DISASTER TOURISTS NOT WELCOME

Text and photos for Bob Cut Mag.

I can smell the distinct odor of burnt rubber even through my respirator mask. The neighborhoods are strangely quiet, except for the occasional crow and the rustling of charred leaves. I’ve read about the magnitude of the damage, but I was still unprepared for what I saw.

It seems almost impossible to describe second hand what it is like to be surrounded by street after street of rubble where homes once stood.

Familiar shapes like garage doors crumpled onto themselves and the occasional mailbox help distinguish one former home from the next, but the landscape is very simply piles of crumbled homes as far as the eye can see.
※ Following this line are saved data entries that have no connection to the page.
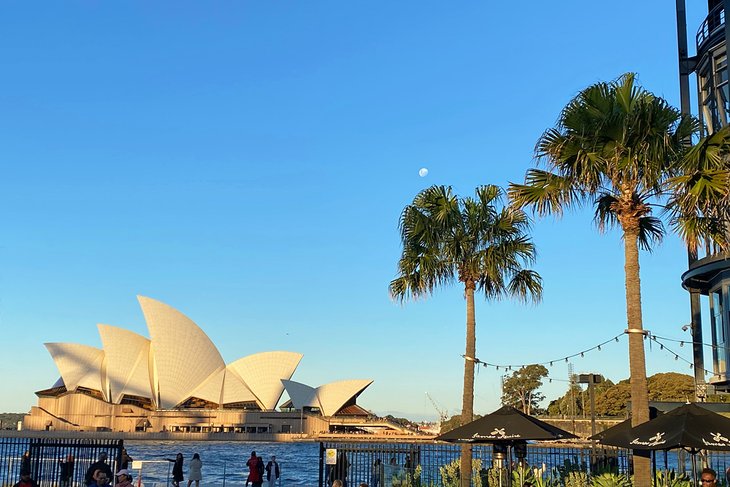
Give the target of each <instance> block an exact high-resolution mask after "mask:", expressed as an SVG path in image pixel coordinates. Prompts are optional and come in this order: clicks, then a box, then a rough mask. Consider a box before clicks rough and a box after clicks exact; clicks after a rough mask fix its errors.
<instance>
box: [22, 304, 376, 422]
mask: <svg viewBox="0 0 730 487" xmlns="http://www.w3.org/2000/svg"><path fill="white" fill-rule="evenodd" d="M138 299H139V304H140V306H141V308H142V312H143V314H144V317H145V321H146V323H147V328H148V330H149V336H150V337H149V338H146V337H143V336H141V335H138V334H136V333H134V332H131V331H128V330H125V329H123V328H119V327H116V326H109V325H102V324H100V325H98V329H99V335H100V337H101V343H102V348H95V347H91V346H88V345H81V344H76V343H46V344H45V345H46V348H47V349H48V351H49V353H50V354H51V356H52V357H53V360H54V362H55V364H56V366H57V367H58V370H59V372H60V375H61V377H60V378H59V379H58V381H56V383H55V384H54V385H53V386H52V387H50V388H48V389H45V390H42V391H38V392H36V395H37V396H38V405H37V406H34V407H33V408H32V409H31V411H30V413H29V414H28V415H26V416H25V418H24V421H23V427H24V428H25V429H33V430H84V431H128V432H134V431H153V432H160V431H169V432H232V433H254V434H255V433H284V434H286V433H321V432H328V431H330V429H331V428H332V427H333V426H332V424H333V422H334V423H336V422H337V419H338V418H339V419H342V418H346V417H347V418H357V417H364V416H367V415H368V412H367V411H365V410H364V409H362V408H361V407H359V406H358V405H357V404H356V402H355V401H356V399H357V397H358V396H359V395H360V394H361V393H362V392H363V390H365V388H367V387H368V386H369V385H370V384H371V383H372V381H371V380H345V381H339V382H332V383H329V384H325V385H322V386H319V387H311V386H308V385H305V384H302V383H299V382H295V381H293V380H292V376H293V375H294V373H295V371H296V369H297V366H298V365H299V362H300V361H301V359H302V355H301V354H299V353H296V352H284V351H273V352H263V353H256V354H253V355H248V356H246V357H243V358H240V359H238V360H236V361H234V362H231V363H229V364H226V363H225V362H224V360H223V358H222V357H221V355H220V353H219V351H218V349H217V348H216V347H215V345H214V344H213V342H211V340H210V339H209V338H208V336H207V335H206V334H205V333H204V332H203V330H201V329H200V327H198V325H196V324H195V323H194V322H193V321H192V320H190V319H189V318H188V317H186V316H185V315H183V314H182V313H180V312H179V311H177V310H175V309H174V308H172V307H170V306H168V305H166V304H164V303H161V302H159V301H156V300H154V299H150V298H146V297H141V296H140V297H138ZM232 338H233V337H232ZM285 392H286V395H287V396H288V397H289V399H288V400H286V401H284V402H283V403H282V404H280V402H282V397H283V395H284V393H285ZM277 407H278V408H277Z"/></svg>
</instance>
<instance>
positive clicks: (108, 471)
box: [84, 452, 112, 485]
mask: <svg viewBox="0 0 730 487" xmlns="http://www.w3.org/2000/svg"><path fill="white" fill-rule="evenodd" d="M106 459H107V454H106V452H101V453H99V460H98V461H96V462H94V463H92V464H91V466H90V467H89V468H88V470H86V475H85V476H84V483H85V484H86V485H93V483H94V482H95V481H96V479H95V478H94V473H95V472H96V471H97V470H101V471H102V472H104V474H105V475H106V477H107V479H111V478H112V468H111V467H110V466H109V464H108V463H106Z"/></svg>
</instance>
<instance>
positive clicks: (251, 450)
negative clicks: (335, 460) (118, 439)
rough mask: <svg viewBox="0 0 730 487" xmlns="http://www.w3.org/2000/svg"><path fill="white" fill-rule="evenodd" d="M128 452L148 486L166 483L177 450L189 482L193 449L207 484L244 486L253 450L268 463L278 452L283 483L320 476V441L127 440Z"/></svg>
mask: <svg viewBox="0 0 730 487" xmlns="http://www.w3.org/2000/svg"><path fill="white" fill-rule="evenodd" d="M124 445H125V447H126V449H127V452H128V453H129V455H130V456H131V457H132V458H133V459H134V460H136V461H141V462H142V465H141V467H142V468H141V470H134V476H135V480H136V478H137V477H138V476H141V477H142V482H143V483H144V485H145V486H146V487H150V486H151V485H162V486H164V485H167V478H168V475H169V472H170V471H171V466H172V463H171V462H169V461H167V459H174V458H175V455H176V454H177V453H182V454H183V457H184V459H185V465H184V469H183V470H184V472H185V477H186V481H185V482H184V483H183V484H182V485H187V462H189V461H190V459H191V458H192V457H193V454H194V453H198V454H200V458H201V460H202V461H203V481H202V484H203V485H205V486H206V487H207V486H209V485H210V486H218V487H220V486H223V485H225V486H231V487H238V486H243V485H244V484H245V483H246V477H247V475H248V467H246V461H247V460H248V458H249V457H250V456H251V452H252V451H256V454H257V455H258V456H261V457H262V458H263V459H264V464H266V463H267V462H268V461H269V460H270V459H271V456H272V455H276V460H277V462H279V467H280V470H281V482H280V485H281V487H290V486H291V487H293V486H310V487H311V486H316V485H317V483H318V477H319V443H314V442H297V443H262V442H250V443H249V442H223V441H205V442H181V441H126V442H125V443H124Z"/></svg>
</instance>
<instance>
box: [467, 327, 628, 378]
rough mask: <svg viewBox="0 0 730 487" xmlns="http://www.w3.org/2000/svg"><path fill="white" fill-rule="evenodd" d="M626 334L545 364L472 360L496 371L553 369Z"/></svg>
mask: <svg viewBox="0 0 730 487" xmlns="http://www.w3.org/2000/svg"><path fill="white" fill-rule="evenodd" d="M625 334H626V332H624V333H621V334H620V335H616V336H615V337H613V338H610V339H608V340H605V341H603V342H601V343H599V344H597V345H594V346H592V347H590V348H586V349H585V350H581V351H579V352H576V353H573V354H569V355H566V356H563V357H561V358H559V359H553V360H548V361H544V362H532V363H527V364H493V363H489V362H484V361H482V360H479V359H478V358H474V359H472V360H473V361H474V362H475V363H477V364H481V365H483V366H484V367H487V368H488V367H494V368H495V369H496V370H500V369H503V370H506V371H511V370H512V369H515V370H517V369H520V368H522V367H527V366H528V365H544V366H548V365H549V366H550V367H553V366H554V365H555V362H558V361H564V362H565V363H570V359H571V358H574V357H578V356H580V357H582V358H584V357H585V354H586V353H588V352H592V351H593V350H598V351H601V347H602V346H603V345H606V344H607V343H611V342H612V341H616V342H618V341H619V340H618V339H619V338H620V337H621V335H625ZM462 357H464V355H462ZM556 380H557V379H556Z"/></svg>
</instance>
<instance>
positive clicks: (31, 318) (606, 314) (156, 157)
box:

The glowing orange sunset on the walls of remaining structures feels like a cruel reminder of the flames that recently engulfed the neighborhood. The bright orange sun seems so saturated compared to the pale gray ash covering everything around me. I can only imagine the horror that hundreds of families witnessed when their homes were lit up in orange that night.

The trees that should be covered in red, yellow, and orange leaves are dull browns, blacks, and grays. The destruction is nearly impossible to comprehend, and even more difficult to describe. I never believed that any harm would come to my paradise in Northern California. To my childhood.

I wipe away a thin layer of ash on my windshield as I pull away from the emptiness behind me.